Mittelmaß und eine bloße Rückkehr auf das Vor-Krisen-Niveau werden nicht ausreichen, um Wohlstand und Lebensqualität in Österreich zu sichern und Arbeitsplätze wiederaufzubauen. Es geht darum, wie der Standort über sich hinauswachsen kann.

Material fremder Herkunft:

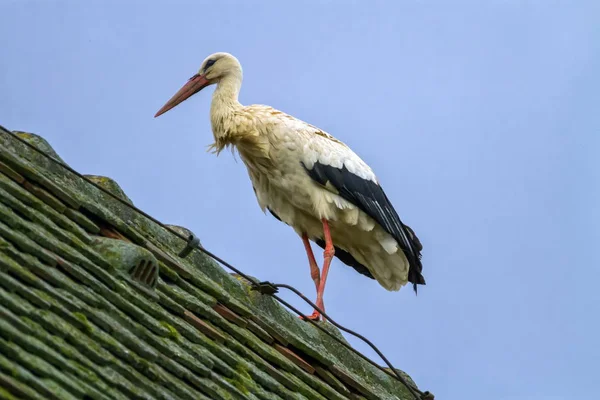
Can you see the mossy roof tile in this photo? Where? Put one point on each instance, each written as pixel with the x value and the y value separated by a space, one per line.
pixel 74 325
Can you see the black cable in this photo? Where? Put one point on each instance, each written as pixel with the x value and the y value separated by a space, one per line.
pixel 355 334
pixel 255 285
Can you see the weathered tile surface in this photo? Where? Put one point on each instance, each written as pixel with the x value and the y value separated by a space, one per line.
pixel 77 321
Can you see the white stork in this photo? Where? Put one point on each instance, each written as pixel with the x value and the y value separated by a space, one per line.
pixel 311 181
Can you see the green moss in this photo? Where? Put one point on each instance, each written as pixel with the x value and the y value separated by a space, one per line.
pixel 5 395
pixel 238 384
pixel 83 319
pixel 173 333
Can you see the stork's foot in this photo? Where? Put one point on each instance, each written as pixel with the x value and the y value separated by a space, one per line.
pixel 315 316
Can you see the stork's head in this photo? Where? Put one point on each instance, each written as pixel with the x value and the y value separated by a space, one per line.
pixel 214 68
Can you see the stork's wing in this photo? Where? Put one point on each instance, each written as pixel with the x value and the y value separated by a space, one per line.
pixel 327 160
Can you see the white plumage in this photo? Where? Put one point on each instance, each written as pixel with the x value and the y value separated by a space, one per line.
pixel 309 180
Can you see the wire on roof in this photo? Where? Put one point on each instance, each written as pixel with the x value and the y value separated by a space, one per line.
pixel 263 287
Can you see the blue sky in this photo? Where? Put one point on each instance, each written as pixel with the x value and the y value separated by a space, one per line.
pixel 481 122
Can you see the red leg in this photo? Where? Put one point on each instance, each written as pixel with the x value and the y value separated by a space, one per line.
pixel 314 269
pixel 327 257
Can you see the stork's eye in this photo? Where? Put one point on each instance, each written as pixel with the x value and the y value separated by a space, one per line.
pixel 209 64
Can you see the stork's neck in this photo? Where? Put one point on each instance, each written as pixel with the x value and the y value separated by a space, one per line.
pixel 225 102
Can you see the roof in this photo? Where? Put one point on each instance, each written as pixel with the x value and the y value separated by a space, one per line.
pixel 96 304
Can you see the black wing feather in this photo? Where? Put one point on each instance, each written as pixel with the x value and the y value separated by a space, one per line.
pixel 341 254
pixel 371 199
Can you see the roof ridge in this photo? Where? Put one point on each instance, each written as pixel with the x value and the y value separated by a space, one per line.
pixel 199 291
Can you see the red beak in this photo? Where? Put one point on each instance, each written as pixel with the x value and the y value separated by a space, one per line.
pixel 193 86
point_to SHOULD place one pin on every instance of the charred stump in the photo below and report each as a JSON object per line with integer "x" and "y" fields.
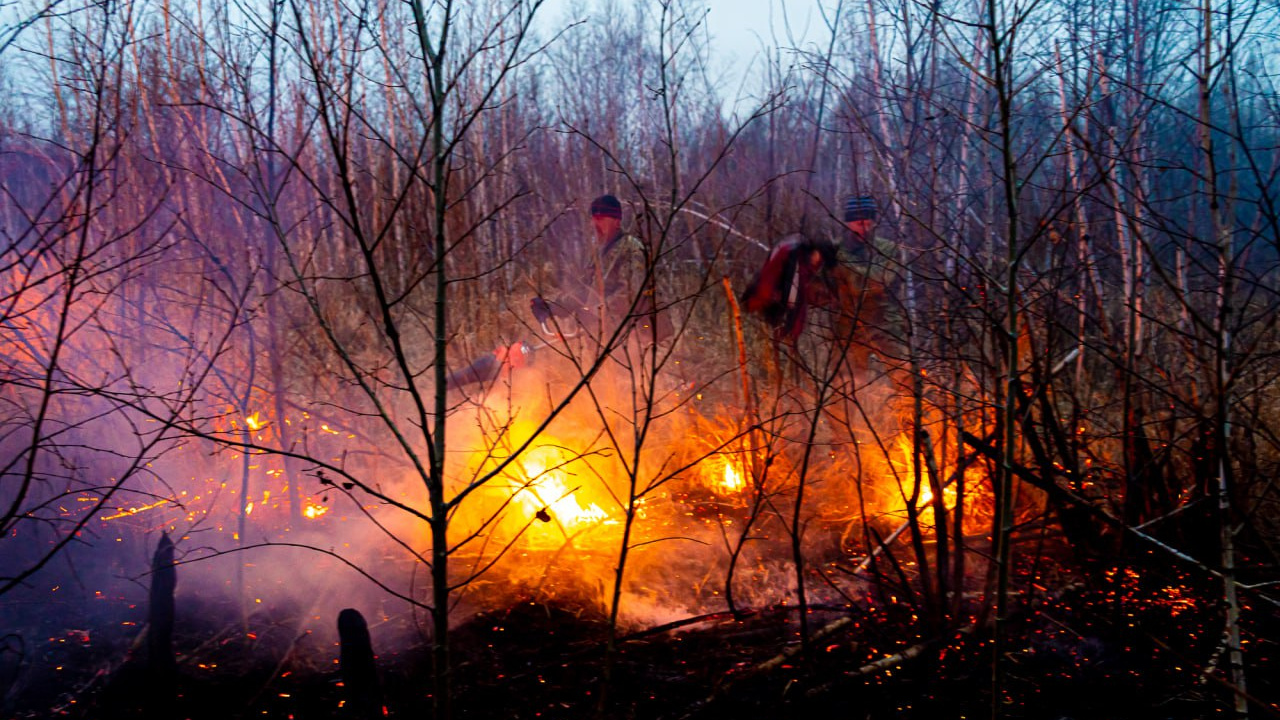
{"x": 357, "y": 666}
{"x": 161, "y": 664}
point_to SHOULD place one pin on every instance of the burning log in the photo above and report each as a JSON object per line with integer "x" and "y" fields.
{"x": 357, "y": 665}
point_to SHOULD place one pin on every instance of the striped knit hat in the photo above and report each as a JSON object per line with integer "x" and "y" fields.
{"x": 859, "y": 208}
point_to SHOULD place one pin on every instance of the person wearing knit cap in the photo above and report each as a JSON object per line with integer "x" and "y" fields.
{"x": 835, "y": 282}
{"x": 600, "y": 292}
{"x": 860, "y": 215}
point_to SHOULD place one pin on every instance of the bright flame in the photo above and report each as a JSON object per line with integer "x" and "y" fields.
{"x": 123, "y": 513}
{"x": 552, "y": 500}
{"x": 731, "y": 478}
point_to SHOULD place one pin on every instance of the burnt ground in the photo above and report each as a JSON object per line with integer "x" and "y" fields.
{"x": 1119, "y": 646}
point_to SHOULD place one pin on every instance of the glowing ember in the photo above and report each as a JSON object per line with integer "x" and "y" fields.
{"x": 126, "y": 513}
{"x": 552, "y": 499}
{"x": 726, "y": 475}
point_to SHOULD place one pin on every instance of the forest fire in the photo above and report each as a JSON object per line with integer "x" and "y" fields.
{"x": 429, "y": 360}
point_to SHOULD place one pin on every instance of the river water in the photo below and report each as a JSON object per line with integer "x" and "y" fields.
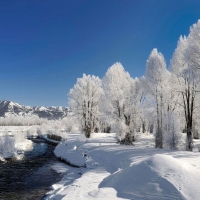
{"x": 32, "y": 177}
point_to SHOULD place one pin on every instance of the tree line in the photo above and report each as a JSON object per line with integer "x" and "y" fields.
{"x": 164, "y": 101}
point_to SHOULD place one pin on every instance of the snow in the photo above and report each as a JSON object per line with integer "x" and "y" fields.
{"x": 113, "y": 171}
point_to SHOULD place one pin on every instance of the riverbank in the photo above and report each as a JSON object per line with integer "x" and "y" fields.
{"x": 32, "y": 176}
{"x": 112, "y": 171}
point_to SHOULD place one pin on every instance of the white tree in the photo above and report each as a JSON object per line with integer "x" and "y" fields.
{"x": 117, "y": 85}
{"x": 155, "y": 83}
{"x": 84, "y": 102}
{"x": 185, "y": 66}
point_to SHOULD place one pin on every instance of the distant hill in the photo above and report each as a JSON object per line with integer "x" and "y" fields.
{"x": 8, "y": 108}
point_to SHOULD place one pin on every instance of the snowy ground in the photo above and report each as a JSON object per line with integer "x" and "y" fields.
{"x": 112, "y": 171}
{"x": 19, "y": 145}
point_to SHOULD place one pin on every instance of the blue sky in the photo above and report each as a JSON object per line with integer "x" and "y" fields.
{"x": 46, "y": 45}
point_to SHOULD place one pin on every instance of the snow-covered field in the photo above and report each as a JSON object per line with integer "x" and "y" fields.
{"x": 13, "y": 141}
{"x": 113, "y": 171}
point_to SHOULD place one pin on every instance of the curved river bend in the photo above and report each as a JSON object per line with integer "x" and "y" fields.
{"x": 32, "y": 177}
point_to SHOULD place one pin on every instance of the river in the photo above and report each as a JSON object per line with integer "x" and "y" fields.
{"x": 32, "y": 177}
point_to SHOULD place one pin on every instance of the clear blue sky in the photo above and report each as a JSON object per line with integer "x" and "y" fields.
{"x": 45, "y": 45}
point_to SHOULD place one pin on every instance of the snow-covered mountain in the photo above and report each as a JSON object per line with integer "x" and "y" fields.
{"x": 8, "y": 108}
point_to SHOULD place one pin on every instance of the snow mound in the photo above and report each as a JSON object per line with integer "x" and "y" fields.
{"x": 71, "y": 154}
{"x": 159, "y": 177}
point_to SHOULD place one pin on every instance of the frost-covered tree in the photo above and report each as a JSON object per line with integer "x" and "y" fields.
{"x": 155, "y": 83}
{"x": 84, "y": 102}
{"x": 185, "y": 68}
{"x": 117, "y": 85}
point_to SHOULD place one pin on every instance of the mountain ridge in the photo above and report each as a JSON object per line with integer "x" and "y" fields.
{"x": 10, "y": 108}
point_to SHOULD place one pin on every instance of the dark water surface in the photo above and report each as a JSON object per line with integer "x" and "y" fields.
{"x": 30, "y": 178}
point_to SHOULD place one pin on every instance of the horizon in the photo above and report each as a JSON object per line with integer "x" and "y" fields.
{"x": 46, "y": 46}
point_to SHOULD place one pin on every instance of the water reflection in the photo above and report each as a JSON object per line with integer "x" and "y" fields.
{"x": 31, "y": 177}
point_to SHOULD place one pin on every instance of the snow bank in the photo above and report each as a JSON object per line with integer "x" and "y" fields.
{"x": 127, "y": 172}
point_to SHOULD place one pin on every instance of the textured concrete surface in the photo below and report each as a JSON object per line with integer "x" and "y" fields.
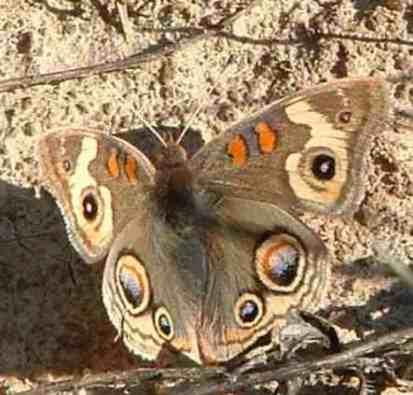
{"x": 52, "y": 322}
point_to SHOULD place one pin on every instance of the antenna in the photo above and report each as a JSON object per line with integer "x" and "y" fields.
{"x": 142, "y": 119}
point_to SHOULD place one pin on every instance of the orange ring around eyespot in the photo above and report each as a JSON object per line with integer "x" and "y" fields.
{"x": 263, "y": 254}
{"x": 137, "y": 271}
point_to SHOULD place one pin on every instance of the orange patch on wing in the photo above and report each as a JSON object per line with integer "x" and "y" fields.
{"x": 131, "y": 169}
{"x": 267, "y": 137}
{"x": 238, "y": 150}
{"x": 113, "y": 164}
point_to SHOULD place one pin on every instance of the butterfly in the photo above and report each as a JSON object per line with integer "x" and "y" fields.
{"x": 204, "y": 256}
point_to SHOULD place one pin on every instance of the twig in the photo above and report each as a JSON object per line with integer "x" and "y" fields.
{"x": 208, "y": 381}
{"x": 147, "y": 55}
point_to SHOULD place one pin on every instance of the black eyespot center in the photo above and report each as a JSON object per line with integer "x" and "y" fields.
{"x": 323, "y": 167}
{"x": 283, "y": 267}
{"x": 164, "y": 324}
{"x": 90, "y": 207}
{"x": 132, "y": 287}
{"x": 133, "y": 284}
{"x": 248, "y": 311}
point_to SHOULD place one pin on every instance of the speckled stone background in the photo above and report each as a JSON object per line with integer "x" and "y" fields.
{"x": 52, "y": 321}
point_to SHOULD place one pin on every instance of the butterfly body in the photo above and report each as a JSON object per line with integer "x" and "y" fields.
{"x": 207, "y": 255}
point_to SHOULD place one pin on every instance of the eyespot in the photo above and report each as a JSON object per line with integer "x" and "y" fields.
{"x": 91, "y": 205}
{"x": 133, "y": 284}
{"x": 280, "y": 263}
{"x": 67, "y": 165}
{"x": 249, "y": 309}
{"x": 344, "y": 116}
{"x": 319, "y": 166}
{"x": 164, "y": 324}
{"x": 323, "y": 167}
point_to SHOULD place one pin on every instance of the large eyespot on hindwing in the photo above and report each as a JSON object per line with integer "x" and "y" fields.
{"x": 163, "y": 323}
{"x": 133, "y": 284}
{"x": 280, "y": 263}
{"x": 248, "y": 310}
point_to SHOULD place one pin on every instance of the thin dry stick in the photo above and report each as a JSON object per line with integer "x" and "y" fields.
{"x": 208, "y": 381}
{"x": 147, "y": 55}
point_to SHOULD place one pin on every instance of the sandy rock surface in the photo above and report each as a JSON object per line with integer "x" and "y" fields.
{"x": 52, "y": 321}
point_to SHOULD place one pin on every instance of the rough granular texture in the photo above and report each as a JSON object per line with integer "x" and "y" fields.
{"x": 52, "y": 321}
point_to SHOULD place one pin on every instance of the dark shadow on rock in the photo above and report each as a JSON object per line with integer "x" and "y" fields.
{"x": 389, "y": 309}
{"x": 52, "y": 318}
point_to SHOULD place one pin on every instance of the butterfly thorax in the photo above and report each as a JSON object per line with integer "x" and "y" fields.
{"x": 173, "y": 186}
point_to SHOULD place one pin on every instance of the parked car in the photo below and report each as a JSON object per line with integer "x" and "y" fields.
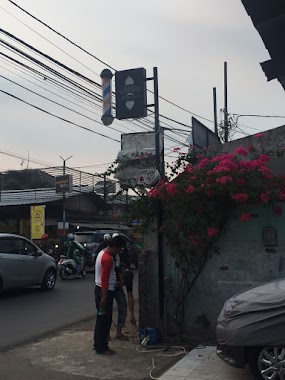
{"x": 91, "y": 240}
{"x": 22, "y": 264}
{"x": 251, "y": 329}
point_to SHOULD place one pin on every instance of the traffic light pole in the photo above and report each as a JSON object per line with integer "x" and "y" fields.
{"x": 159, "y": 155}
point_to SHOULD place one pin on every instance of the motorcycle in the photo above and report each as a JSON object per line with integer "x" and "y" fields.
{"x": 67, "y": 267}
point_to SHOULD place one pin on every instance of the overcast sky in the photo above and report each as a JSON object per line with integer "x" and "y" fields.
{"x": 188, "y": 40}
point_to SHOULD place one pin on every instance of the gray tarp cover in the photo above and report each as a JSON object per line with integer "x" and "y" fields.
{"x": 255, "y": 317}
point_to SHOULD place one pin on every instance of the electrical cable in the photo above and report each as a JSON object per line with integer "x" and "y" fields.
{"x": 46, "y": 39}
{"x": 59, "y": 104}
{"x": 58, "y": 117}
{"x": 98, "y": 59}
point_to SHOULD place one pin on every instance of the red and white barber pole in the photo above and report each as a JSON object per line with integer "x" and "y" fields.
{"x": 107, "y": 117}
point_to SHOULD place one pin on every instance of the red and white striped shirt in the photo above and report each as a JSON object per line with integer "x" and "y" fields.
{"x": 105, "y": 275}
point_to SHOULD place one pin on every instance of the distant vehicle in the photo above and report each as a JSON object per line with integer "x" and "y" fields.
{"x": 67, "y": 267}
{"x": 91, "y": 240}
{"x": 23, "y": 264}
{"x": 251, "y": 329}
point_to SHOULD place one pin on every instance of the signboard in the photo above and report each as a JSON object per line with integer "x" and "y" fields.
{"x": 37, "y": 222}
{"x": 60, "y": 228}
{"x": 138, "y": 146}
{"x": 202, "y": 136}
{"x": 63, "y": 184}
{"x": 131, "y": 99}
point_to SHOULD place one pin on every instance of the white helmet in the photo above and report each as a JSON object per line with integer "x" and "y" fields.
{"x": 107, "y": 237}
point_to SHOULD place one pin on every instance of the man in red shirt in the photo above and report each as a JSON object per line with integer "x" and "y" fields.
{"x": 105, "y": 279}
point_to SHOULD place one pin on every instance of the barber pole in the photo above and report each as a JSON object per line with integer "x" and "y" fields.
{"x": 106, "y": 76}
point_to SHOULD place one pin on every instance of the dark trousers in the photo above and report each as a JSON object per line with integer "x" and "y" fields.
{"x": 103, "y": 322}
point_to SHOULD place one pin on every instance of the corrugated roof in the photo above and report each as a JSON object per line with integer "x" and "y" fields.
{"x": 268, "y": 18}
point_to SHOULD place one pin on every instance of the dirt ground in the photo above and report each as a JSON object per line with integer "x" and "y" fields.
{"x": 68, "y": 354}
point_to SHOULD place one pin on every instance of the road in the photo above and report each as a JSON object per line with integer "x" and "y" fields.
{"x": 27, "y": 314}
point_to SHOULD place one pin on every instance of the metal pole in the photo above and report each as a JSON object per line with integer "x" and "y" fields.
{"x": 63, "y": 200}
{"x": 226, "y": 120}
{"x": 105, "y": 196}
{"x": 215, "y": 110}
{"x": 160, "y": 167}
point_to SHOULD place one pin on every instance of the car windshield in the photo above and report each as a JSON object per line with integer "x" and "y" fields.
{"x": 96, "y": 237}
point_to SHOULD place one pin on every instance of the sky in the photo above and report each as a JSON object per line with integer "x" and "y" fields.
{"x": 187, "y": 40}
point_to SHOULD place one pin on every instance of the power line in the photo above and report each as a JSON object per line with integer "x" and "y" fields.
{"x": 46, "y": 39}
{"x": 90, "y": 54}
{"x": 59, "y": 104}
{"x": 58, "y": 117}
{"x": 61, "y": 35}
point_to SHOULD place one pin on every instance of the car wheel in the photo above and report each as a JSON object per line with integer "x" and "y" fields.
{"x": 63, "y": 274}
{"x": 268, "y": 363}
{"x": 49, "y": 280}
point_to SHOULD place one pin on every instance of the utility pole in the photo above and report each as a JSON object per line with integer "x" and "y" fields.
{"x": 105, "y": 196}
{"x": 226, "y": 119}
{"x": 160, "y": 167}
{"x": 63, "y": 200}
{"x": 215, "y": 110}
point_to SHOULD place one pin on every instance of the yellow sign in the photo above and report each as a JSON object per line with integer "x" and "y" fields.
{"x": 37, "y": 221}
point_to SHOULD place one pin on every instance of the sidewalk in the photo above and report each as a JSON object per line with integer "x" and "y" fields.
{"x": 204, "y": 364}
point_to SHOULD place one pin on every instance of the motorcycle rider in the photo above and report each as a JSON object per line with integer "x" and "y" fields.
{"x": 46, "y": 246}
{"x": 75, "y": 251}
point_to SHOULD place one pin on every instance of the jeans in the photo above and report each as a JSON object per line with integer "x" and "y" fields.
{"x": 120, "y": 298}
{"x": 79, "y": 264}
{"x": 103, "y": 322}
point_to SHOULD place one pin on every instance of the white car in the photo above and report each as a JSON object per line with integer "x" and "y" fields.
{"x": 23, "y": 264}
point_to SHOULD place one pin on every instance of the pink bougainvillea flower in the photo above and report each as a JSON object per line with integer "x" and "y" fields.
{"x": 246, "y": 165}
{"x": 220, "y": 169}
{"x": 229, "y": 164}
{"x": 241, "y": 151}
{"x": 224, "y": 180}
{"x": 153, "y": 193}
{"x": 172, "y": 188}
{"x": 265, "y": 198}
{"x": 282, "y": 195}
{"x": 251, "y": 148}
{"x": 278, "y": 210}
{"x": 264, "y": 158}
{"x": 190, "y": 189}
{"x": 203, "y": 163}
{"x": 240, "y": 197}
{"x": 241, "y": 181}
{"x": 189, "y": 168}
{"x": 245, "y": 217}
{"x": 212, "y": 232}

Für ihn ist klar: „Das Licht am Ende des ökonomischen Krisen-Tunnels ist ein starker, erfolgreicher Industriestandort Österreich. Er braucht jetzt die besten Rahmenbedingungen, damit der Aufschwung so kräftig, rasch und nachhaltig wie möglich ausfallen kann. Dafür brauchen wir mutige, innovative und vor allem praxisgerechte Maßnahmen, die Österreich deutlich voranbringen.“

Neue Wege gehen 
Vor diesem Hintergrund hat die Industriellenvereinigung mit rund 900 Mitgliedern ein Zukunftsbild für den Standort Österreich 2025+ erarbeitet. „Mit ganz konkreten Ideen und Vorschlägen zeigen wir, wie Wachstumsbremsen gelockert werden können und Schubkraft für Wohlstand und Arbeitsplätze entwickelt wird“, so Knill. Dass die Industrie und die mit ihr verbundenen Sektoren für nachhaltiges Wachstum und Arbeitsplätze in Österreich wichtiger denn je sind und ihre Vorschläge daher besonderes Gewicht haben, steht außer Frage: Trotz der schwersten Wirtschaftskrise der Neuzeit bietet die Industrie im Inland heute um 15 Prozent mehr (!) Arbeitsplätze als noch vor einer Dekade.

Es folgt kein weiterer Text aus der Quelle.